Raw milk supplies hit 83m litres: Govt

Dairy cattle

Government says raw milk supply surged to 83 million litres this year, up from 79,6 million litres recorded in the previous year, buoyed by the accelerated five-year dairy sector development plan.

In an 18-page paper titled The State of Industry and Commerce submitted to Cabinet recently, Industry and Commerce minister Sekai Nzenza said the country still required imports to cover the supply gap.

“The five-year dairy sector development plan is being accelerated and so far, raw milk supply has increased from 79,6 million litres in 2021 to 83 million litres,” Nzenza said.

“Imports continue to cover the supply gap to meet the national demand of 130 million litres,” she said.

Government has been supporting the dairy sector through national budgets.

Apart from government, several other schemes led by the private sector have also been supporting the sector.

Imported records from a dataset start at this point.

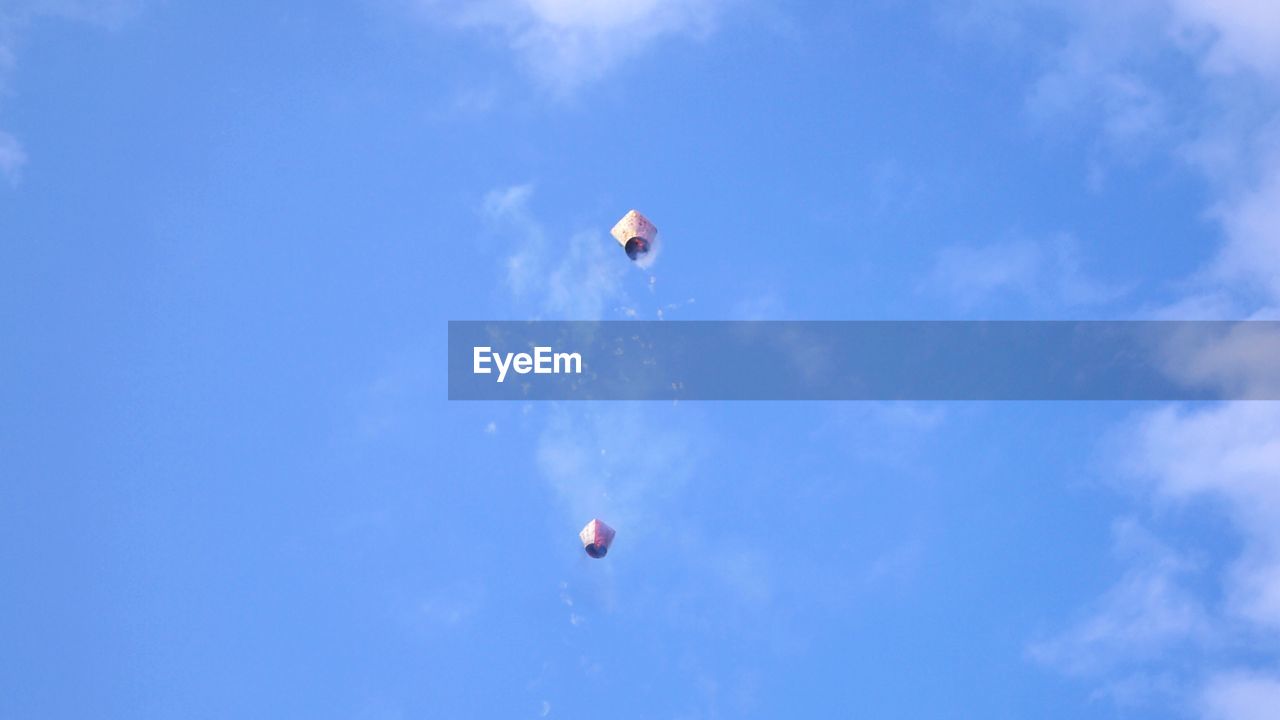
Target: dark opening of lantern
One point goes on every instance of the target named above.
(636, 246)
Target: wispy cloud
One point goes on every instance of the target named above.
(14, 18)
(1147, 614)
(1240, 695)
(566, 44)
(576, 278)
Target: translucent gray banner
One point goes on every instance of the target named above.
(864, 360)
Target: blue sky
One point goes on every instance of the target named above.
(231, 236)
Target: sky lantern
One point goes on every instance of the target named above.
(597, 537)
(635, 233)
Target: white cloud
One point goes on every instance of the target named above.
(1252, 224)
(1240, 696)
(568, 42)
(14, 18)
(1228, 458)
(1243, 33)
(617, 461)
(579, 278)
(1144, 615)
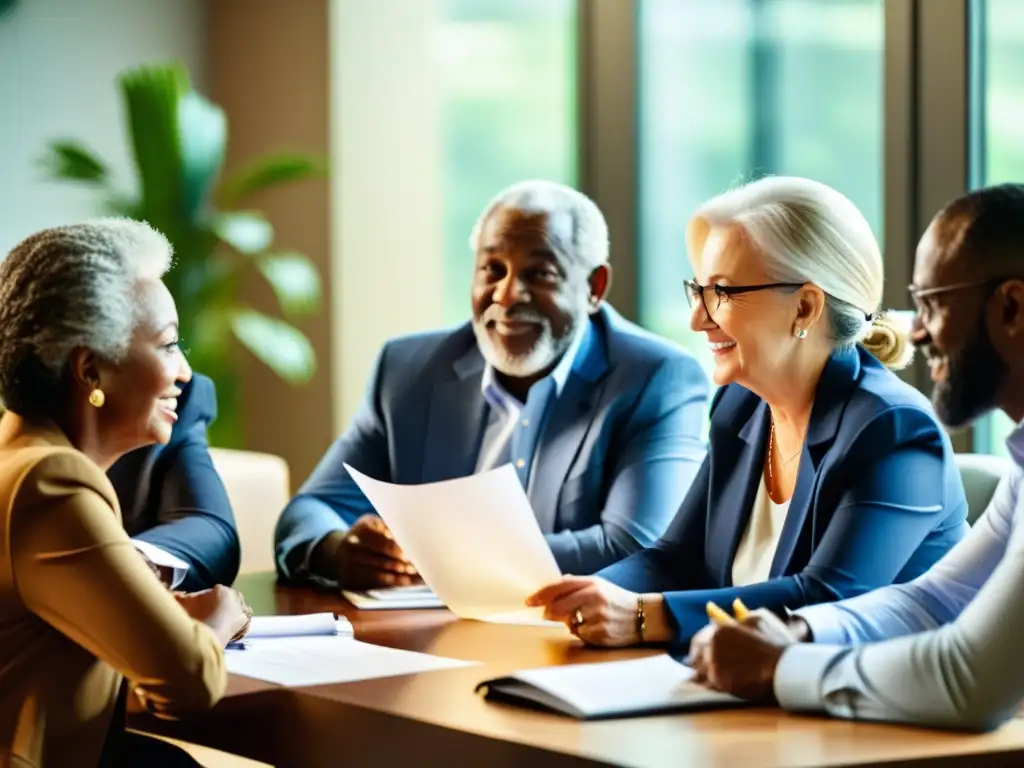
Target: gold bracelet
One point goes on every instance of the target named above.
(641, 617)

Under the livestock and recovery growth plan, milk production is expected to rise from the current annual production of 79,9 million litres to 150 million litres.

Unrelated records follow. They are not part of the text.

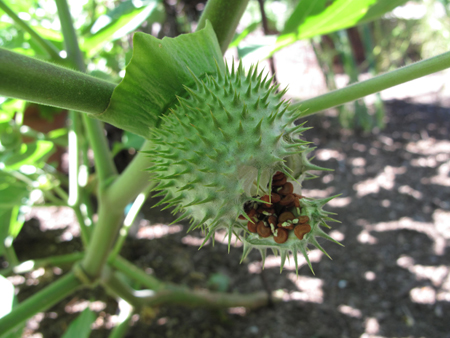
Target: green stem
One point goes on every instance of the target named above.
(40, 302)
(373, 85)
(30, 265)
(94, 128)
(31, 133)
(37, 81)
(135, 273)
(132, 181)
(224, 17)
(104, 164)
(193, 298)
(52, 51)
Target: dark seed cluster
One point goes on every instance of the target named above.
(275, 217)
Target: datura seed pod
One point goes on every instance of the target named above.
(229, 157)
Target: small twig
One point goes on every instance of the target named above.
(266, 32)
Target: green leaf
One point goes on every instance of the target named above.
(81, 327)
(7, 302)
(12, 191)
(318, 17)
(238, 38)
(156, 74)
(114, 25)
(34, 153)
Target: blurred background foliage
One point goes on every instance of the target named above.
(389, 35)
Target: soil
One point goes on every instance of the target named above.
(392, 278)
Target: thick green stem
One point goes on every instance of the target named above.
(109, 221)
(103, 237)
(129, 220)
(121, 329)
(37, 81)
(94, 128)
(40, 302)
(135, 273)
(193, 298)
(70, 36)
(168, 293)
(374, 85)
(52, 51)
(27, 266)
(132, 181)
(224, 17)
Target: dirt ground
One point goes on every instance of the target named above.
(392, 279)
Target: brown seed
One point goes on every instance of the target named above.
(277, 183)
(303, 219)
(251, 227)
(278, 176)
(266, 198)
(287, 189)
(287, 200)
(301, 230)
(289, 227)
(250, 214)
(269, 211)
(282, 236)
(285, 216)
(272, 220)
(275, 198)
(262, 230)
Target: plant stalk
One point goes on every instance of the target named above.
(51, 50)
(25, 78)
(373, 85)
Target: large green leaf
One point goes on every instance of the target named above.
(35, 153)
(114, 25)
(156, 74)
(81, 327)
(318, 17)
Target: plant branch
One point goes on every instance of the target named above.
(51, 50)
(70, 36)
(30, 265)
(37, 81)
(94, 128)
(224, 17)
(132, 181)
(373, 85)
(168, 293)
(40, 302)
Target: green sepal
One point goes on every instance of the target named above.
(156, 75)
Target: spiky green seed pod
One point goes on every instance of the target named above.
(216, 152)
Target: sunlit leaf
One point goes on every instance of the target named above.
(318, 17)
(81, 326)
(114, 25)
(238, 38)
(7, 302)
(156, 74)
(34, 153)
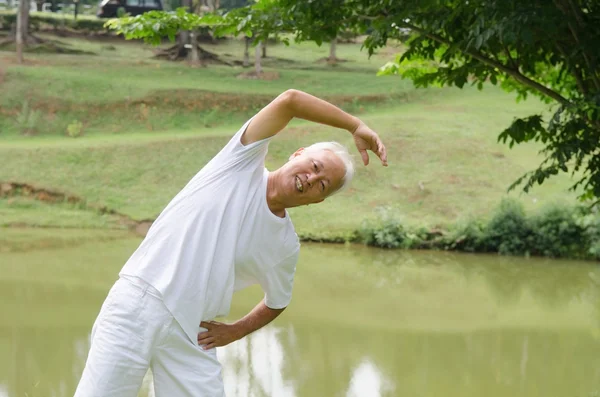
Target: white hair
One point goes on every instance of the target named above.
(342, 153)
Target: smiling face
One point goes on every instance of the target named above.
(309, 177)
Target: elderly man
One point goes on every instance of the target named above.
(227, 229)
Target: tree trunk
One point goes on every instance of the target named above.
(246, 61)
(194, 53)
(22, 28)
(257, 56)
(332, 51)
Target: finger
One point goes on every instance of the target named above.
(365, 156)
(383, 154)
(207, 341)
(206, 324)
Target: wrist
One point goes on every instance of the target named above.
(239, 330)
(356, 122)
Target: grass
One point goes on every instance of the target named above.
(149, 126)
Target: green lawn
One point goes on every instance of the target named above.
(148, 126)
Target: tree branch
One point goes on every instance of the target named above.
(483, 59)
(512, 60)
(579, 20)
(576, 72)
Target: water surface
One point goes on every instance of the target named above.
(363, 322)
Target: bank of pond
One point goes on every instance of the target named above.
(363, 322)
(555, 231)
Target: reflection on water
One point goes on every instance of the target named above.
(254, 366)
(367, 380)
(368, 323)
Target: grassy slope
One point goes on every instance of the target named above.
(445, 163)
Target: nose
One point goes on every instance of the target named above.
(311, 179)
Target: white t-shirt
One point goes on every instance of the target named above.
(218, 236)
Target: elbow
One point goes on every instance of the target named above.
(289, 98)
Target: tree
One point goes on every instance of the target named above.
(546, 48)
(22, 28)
(319, 21)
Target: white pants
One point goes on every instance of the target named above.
(135, 331)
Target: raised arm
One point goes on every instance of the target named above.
(293, 103)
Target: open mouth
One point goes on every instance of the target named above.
(299, 184)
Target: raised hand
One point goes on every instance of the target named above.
(367, 139)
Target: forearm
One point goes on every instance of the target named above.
(308, 107)
(260, 316)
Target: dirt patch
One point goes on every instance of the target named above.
(14, 189)
(267, 76)
(453, 109)
(331, 62)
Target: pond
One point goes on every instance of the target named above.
(363, 322)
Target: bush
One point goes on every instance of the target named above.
(38, 19)
(590, 223)
(468, 236)
(509, 231)
(387, 232)
(557, 233)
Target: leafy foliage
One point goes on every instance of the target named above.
(153, 26)
(57, 21)
(554, 231)
(544, 48)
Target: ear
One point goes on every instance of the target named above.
(296, 153)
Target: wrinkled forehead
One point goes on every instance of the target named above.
(332, 164)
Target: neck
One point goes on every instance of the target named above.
(273, 201)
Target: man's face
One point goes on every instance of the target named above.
(310, 177)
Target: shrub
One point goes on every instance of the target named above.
(386, 232)
(590, 223)
(468, 236)
(557, 233)
(28, 119)
(508, 231)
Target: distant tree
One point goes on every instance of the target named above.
(22, 32)
(229, 5)
(546, 48)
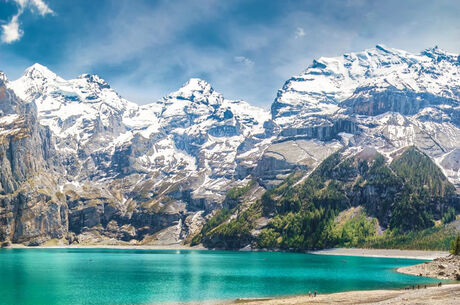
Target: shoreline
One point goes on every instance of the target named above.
(389, 253)
(361, 252)
(447, 294)
(117, 247)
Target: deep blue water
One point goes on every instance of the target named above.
(105, 276)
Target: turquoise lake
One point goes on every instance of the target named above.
(105, 276)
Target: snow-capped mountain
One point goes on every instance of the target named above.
(176, 157)
(151, 173)
(381, 97)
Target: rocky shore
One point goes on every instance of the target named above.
(446, 295)
(445, 268)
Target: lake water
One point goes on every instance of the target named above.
(105, 276)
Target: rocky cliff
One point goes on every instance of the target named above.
(119, 172)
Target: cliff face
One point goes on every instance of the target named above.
(31, 207)
(81, 162)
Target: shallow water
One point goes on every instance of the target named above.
(105, 276)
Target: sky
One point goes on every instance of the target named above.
(246, 49)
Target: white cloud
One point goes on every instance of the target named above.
(244, 60)
(11, 31)
(299, 33)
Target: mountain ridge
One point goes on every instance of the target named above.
(155, 173)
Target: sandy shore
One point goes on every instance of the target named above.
(446, 295)
(395, 253)
(134, 247)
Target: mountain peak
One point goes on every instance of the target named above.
(39, 71)
(93, 78)
(196, 84)
(198, 91)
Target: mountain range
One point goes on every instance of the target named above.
(81, 164)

In addition, the dairy herd is anticipated to grow from 39 980 to 60 000 by 2025.

Dairy players produced 79,6 million litres in 2021, representing a 4% increase from 76,69 million litres produced in 2020.

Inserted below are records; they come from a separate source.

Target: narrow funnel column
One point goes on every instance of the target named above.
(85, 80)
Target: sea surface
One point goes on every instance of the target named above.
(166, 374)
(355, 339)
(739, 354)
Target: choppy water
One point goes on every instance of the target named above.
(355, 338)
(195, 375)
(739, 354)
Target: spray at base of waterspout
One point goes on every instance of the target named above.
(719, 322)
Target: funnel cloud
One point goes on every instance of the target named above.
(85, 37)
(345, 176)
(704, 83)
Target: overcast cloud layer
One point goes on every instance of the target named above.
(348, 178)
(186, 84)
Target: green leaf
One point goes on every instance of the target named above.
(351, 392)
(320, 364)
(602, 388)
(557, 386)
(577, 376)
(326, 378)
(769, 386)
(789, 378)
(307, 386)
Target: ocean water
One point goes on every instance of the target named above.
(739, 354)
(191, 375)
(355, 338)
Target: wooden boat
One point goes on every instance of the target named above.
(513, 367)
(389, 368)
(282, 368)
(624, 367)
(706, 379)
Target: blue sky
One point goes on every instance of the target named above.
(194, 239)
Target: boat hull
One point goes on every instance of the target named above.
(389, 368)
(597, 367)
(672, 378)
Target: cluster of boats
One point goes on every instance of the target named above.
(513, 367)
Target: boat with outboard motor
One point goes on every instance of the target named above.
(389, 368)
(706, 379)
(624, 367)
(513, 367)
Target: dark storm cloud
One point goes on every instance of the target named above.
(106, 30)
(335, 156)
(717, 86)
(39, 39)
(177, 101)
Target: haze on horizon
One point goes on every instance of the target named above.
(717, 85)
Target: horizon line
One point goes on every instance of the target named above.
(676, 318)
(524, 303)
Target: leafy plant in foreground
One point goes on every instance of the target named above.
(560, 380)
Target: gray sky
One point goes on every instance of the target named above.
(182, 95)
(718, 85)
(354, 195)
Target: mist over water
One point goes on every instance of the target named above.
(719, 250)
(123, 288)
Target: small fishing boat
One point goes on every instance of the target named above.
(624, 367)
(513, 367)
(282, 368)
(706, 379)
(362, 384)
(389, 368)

According to the document, there are 520 smallholder farmers and 200 medium- to large-scale farmers supplying 98% raw milk on the local market.

However, Nzenza said the dairy industry revitalisation programme for heifer imports had yielded positive results.

She said the sector had doubled its capacity utilisation from 34% to 60% to date as a result of the programme.

Zimbabwe's annual demand for milk stands at 130 million litres, which the southern African country has been failing to reach for over a decade now.

Since the country cannot produce enough milk, the excess demand is met through powdered imports mainly from neighbouring South Africa under a duty-free quota system to approved importers.

However, analysts have called upon smallholder and medium-scale farmers to venture into dairy farming so as to boost milk production in the country and meet local demand.

The Zimbabwean dairy industry recorded a sharp decline in milk production from 262 million litres in 1990 to 37 million litres in 2009. There was a steady but slow increase to 82 million litres in 2021.

Early this year, Zimbabwe Association of Dairy Farmers  business and growth development committee chairperson Peter Muzariri said historically milk production was only done by commercial farmers, adding that smallholder farmers should fill the supply gap.

“There is a huge deficit in terms of milk supply, we must ensure that we increase to meet our national requirement. Over and above that once we are above the national requirement, we can export, which will ensure the much-needed foreign currency in the country,” he said.